I have a ready pile of Hesperus
titles and now start to feel a bit unsettled if I don't have one on the
go.Apart from the book in the hand and the convenient bag-sized
proportions, it's the reading experience itself. You absolutely know
you are going to get something not run of the mill, very out of the
ordinary, always breaking the mould.Altogether unusual.
So next up was The Gipsy's Baby,
a selection of Rosamond Lehmann's short stories and I'm scurrying off to
the Oxford DNB right away to read up on a novelist I know of but not a
lot about. Except now I'm dredging up from the dark recesses of my mind
the fact that I went to a talk on Rosamond Lehmann by a recent
biographer. It was a hot sultry afternoon and I was in that nodding-off
mode that I so dread when I'm at anything like that.Your eyelids start
to feel like lead, then you think, I know, I'll just make the next
blink a bit of a longer one, then a longer one, then it's the
embarrassing jolt as you emerge from a blink that's gone on for about
ten minutes.It's one of the reasons I take notes at these events, the
act of writing keeps me awake sometimes.
So if I could have found those notes right now how useful that would be, sadly no.
Born
in 1901 into "an affluent and gifted" family Rosamond Lehmann was
educated at Girton, always knew she would be a writer and hovered
around the environs of the Bloomsbury set as did her brother John.Quite a chequered romantic
life and an affair with Cecil Day-Lewis for Rosamund which definitely ended in
tears.More tragedy when Rosamond Lehmann's daughter died of polio at
the age of twenty-four and this would seem to have been a pivotal
turning point in her life and possibly an event from which she never
quite recovered.
The short stories in The Gipsy's Baby are
meticulous studies in people-watching that it would be difficult to
better.The story of the book's title is a searingly honest and transparent
delineation of class prejudice; the upper class,affluent,
nursery-bound family versus the large, working class Wyatt family of vast
numbers of scruffy free-ranging children, disturbingly likened to vermin,
"The younger ones could not be said to be dressed in the accepted sense...I saw the baby in a pink flannel hot-water bottle cover.There was something sharp, gnawing, rodent about them; a scuttling quietness in their movements"
Just how the children cope
with the sense of apartness and difference imposed by the adults is
effortlessly revealed by Rosamond Lehmann and her clever use of the
posh but marauding canine go-between, a Dandy Dinmont dog.
We had
friends who had one of those, Hamish was an irrepressible rogue of a
thing that would have your ankles one minute and then grin and expect
you to adore him the next.
When Jannie dispatches the working class
cat to that land where mice abound and sun-puddles await, a strange
bond is forged between the families and the Wyatt's burrow their way through the defences
"They worked away noiselessly like termites, and in the end our foundations collapsed and they were in the nursery."
This of course can't be tolerated but tragedy strikes and again half-truths and misinformation abound as all the children try to abide by the unwritten rules and make sense of the bit of this social world they have been born into.

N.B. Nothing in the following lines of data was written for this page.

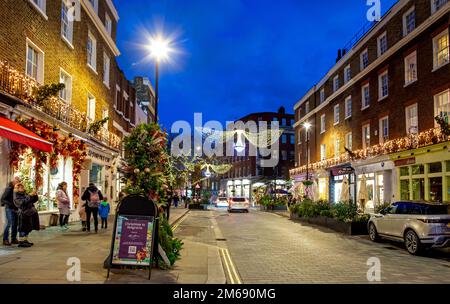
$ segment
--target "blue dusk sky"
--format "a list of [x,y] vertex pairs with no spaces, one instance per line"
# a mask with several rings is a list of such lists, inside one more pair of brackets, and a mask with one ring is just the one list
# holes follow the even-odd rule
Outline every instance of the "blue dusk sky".
[[[120,67],[154,83],[143,48],[163,31],[176,53],[160,69],[160,122],[293,112],[368,21],[366,0],[114,0]],[[382,12],[396,1],[381,0]]]

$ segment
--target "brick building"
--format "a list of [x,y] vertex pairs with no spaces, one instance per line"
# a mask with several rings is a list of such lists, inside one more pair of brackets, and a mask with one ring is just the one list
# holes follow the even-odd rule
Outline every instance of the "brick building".
[[243,153],[234,151],[234,157],[226,157],[226,163],[232,164],[233,168],[227,174],[212,181],[213,190],[219,190],[227,196],[251,199],[252,190],[258,186],[276,183],[279,188],[285,189],[286,182],[289,180],[289,170],[294,167],[294,115],[286,113],[281,107],[278,112],[252,113],[237,121],[243,123],[253,121],[256,124],[267,122],[268,126],[274,121],[279,123],[283,134],[279,139],[278,165],[270,168],[260,166],[260,154],[249,156],[247,142]]
[[[70,17],[73,12],[75,19]],[[88,158],[80,190],[94,182],[111,202],[120,189],[121,141],[135,126],[136,113],[135,89],[115,59],[120,54],[116,46],[118,20],[111,0],[0,2],[1,114],[11,120],[33,117],[58,126],[61,134],[82,139],[88,145]],[[31,88],[55,83],[64,83],[65,89],[51,105],[27,101]],[[109,121],[99,132],[89,132],[93,123],[106,117]],[[9,148],[9,142],[2,139],[1,190],[17,174],[7,162]],[[64,173],[70,171],[71,161],[60,162],[59,173],[45,172],[45,186],[40,189],[38,207],[44,224],[55,212],[56,185],[64,180],[69,182],[69,190],[72,187],[71,177]],[[76,217],[74,212],[72,218]]]
[[155,90],[147,77],[135,77],[133,86],[136,89],[136,101],[138,105],[148,115],[150,112],[150,120],[155,119]]
[[[447,0],[400,0],[295,105],[296,164],[320,197],[340,200],[342,180],[369,208],[399,199],[449,200],[450,153],[435,116],[450,113]],[[447,119],[448,121],[448,119]],[[309,151],[305,123],[309,131]]]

Then The Red-haired Miss Daintreys, "four daughters all six foot and over" and their ageing parents minutely observed at the seaside hotel.I almost feel like I know Miss Viola,
"and she did her hair I never could discover how in a low-lying amorphous swarming way over her ears and forehead, without a parting. She wore artistic clothes, peacock-blues and coppers, and she moved
languidly, and her expression was ironical, fin de siecle."
I still have a few more stories to read but each a microcosm of a bygone age I suspect and thus a social record of the times which I always find as relevant as any other source.

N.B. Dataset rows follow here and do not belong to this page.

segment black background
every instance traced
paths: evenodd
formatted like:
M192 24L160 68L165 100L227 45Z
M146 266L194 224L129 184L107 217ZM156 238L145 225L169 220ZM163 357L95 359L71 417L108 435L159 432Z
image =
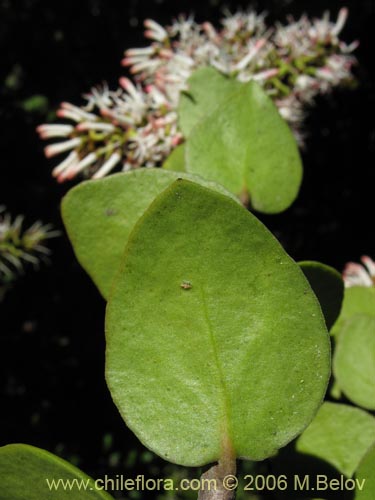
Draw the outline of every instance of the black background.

Another lovely Hesperus title and I think probably a great introduction to the writing of Rosamond Lehmann, as is a chapter in Clare Hanson's excellent book Hysterical Fictions, The Woman's Novel in the Twentieth Century in which Elizabeth Bowen, Elizabeth Taylor, Margaret Drabble, A.S.Byatt and Anita Brookner also get a good airing. Sadly published as one of those prohibitively expensive Palgrave Macmillan academic titles thus putting it out of reach of most pockets including Devon Libraries it would seem.
I must have won the lottery that week.